# Jungle Phase



## Trice (Oct 4, 2006)

Maybe the owner or an employee comes on here? but thought i'd give an opinion on that shop..
No offence intended.. Maybe more constructive criticism?

But... I dont think 5 completely different sized, but same type of boa is a good idea in the same viv.. With one empty water bowl and no proper hides. All boas were a goodly adultish size too.. and the viv was about min size if not too small for one.. let alone 5!

Oh and also Mark pointed out that next to that viv in another viv was a BCI and Another type of boa. But one of them being 3 times the size of the other! Also with an empty water bowl and no hides! Also not a good idea!

Then a few people went there after to look.. And found the 10 royals in the shop being fed live mice and one a small live rat. Probably not a good idea. I think i heard someone (Who came back from the shop) say the shop person said it was a last resort.. But 10 royals at the last resort? 
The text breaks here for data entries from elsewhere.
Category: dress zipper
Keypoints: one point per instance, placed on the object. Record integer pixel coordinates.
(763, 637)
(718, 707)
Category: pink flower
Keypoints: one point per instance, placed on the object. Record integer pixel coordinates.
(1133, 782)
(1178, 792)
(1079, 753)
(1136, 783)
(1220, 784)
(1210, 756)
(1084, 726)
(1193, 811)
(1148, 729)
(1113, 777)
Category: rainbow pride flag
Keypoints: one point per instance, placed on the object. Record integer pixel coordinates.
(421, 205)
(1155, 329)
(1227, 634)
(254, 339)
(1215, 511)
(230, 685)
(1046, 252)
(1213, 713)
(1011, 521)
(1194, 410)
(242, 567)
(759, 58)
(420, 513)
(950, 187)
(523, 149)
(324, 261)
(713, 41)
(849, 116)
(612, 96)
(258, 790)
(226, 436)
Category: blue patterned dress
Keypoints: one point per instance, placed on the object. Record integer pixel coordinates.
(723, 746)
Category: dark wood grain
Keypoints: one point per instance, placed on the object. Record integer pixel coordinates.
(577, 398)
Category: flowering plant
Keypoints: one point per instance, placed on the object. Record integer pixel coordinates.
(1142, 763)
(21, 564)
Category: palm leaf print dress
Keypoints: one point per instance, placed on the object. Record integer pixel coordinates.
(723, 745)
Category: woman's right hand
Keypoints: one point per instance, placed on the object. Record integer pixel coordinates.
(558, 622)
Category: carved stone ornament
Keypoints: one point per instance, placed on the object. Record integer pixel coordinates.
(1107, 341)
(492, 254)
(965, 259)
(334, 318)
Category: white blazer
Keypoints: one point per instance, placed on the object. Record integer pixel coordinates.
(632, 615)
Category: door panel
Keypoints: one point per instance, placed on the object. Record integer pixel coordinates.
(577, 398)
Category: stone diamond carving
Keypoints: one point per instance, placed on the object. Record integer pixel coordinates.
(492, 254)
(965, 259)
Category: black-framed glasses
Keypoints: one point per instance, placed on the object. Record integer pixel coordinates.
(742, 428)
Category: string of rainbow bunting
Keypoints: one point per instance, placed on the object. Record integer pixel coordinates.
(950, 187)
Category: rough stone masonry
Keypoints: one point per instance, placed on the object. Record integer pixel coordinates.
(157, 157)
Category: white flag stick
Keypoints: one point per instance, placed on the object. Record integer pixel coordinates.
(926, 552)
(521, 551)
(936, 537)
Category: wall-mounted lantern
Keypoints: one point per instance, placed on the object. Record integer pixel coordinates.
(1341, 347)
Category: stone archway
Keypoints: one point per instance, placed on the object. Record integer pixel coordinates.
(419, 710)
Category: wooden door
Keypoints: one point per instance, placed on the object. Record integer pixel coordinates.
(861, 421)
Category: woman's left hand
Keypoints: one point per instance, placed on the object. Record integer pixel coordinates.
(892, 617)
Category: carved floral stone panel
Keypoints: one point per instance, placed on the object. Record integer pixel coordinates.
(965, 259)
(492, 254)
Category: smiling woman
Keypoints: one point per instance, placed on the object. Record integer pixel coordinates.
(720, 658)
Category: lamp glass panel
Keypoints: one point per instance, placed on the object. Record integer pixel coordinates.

Ohhhhh. Another thing.. I think it'd be a good idea to put locks or latches on the vivs.. There was nothing stopping someone opening the vivs and either walking out with one or leaving the vivs open so the reptiles can escape.. Including some goodly sized boas and some adult beardies.


----------



## balthazar196 (Jun 1, 2007)

you know what i said that to him...put locks on the cage and he said he would...gonna give him a bollocking in marbella now lol...we go to the same place in marbella but i gotta get crix tomorrow so i will have a snoop about and see what else there is d=^.^=b


----------



## Akua_Ko_Nalu (Feb 15, 2007)

I went today after the show, I had a good chat with the bloke about the Boas etc in the same tanks, he said that it's only a temporary thing while theyre continuing the shop expansion, he's waiting for a load of Rhino Vivs etc he said. But I'm still not sure that BRB should of been in with that much Larger BCI altogether!


----------



## balthazar196 (Jun 1, 2007)

Well what i say is give him a short while to see if he does get the vivs i say a week and if not and then we lynch him lol


----------



## Akua_Ko_Nalu (Feb 15, 2007)

balthazar196 said:


> Well what i say is give him a short while to see if he does get the vivs i say a week and if not and then we lynch him lol


Yeh, I was planning to back that way in a few weeks so I shall have to see, Equipment wise he had some great stuff though, bought a couple pieces of the Sand-Blasted Coffee Wood!


----------



## balthazar196 (Jun 1, 2007)

His crix are good quality lol thats all i buy from him and i bought a uv light and thats all be fine so far once ive got some money im gonna either get another viv or get a bigger wood for my beardie


----------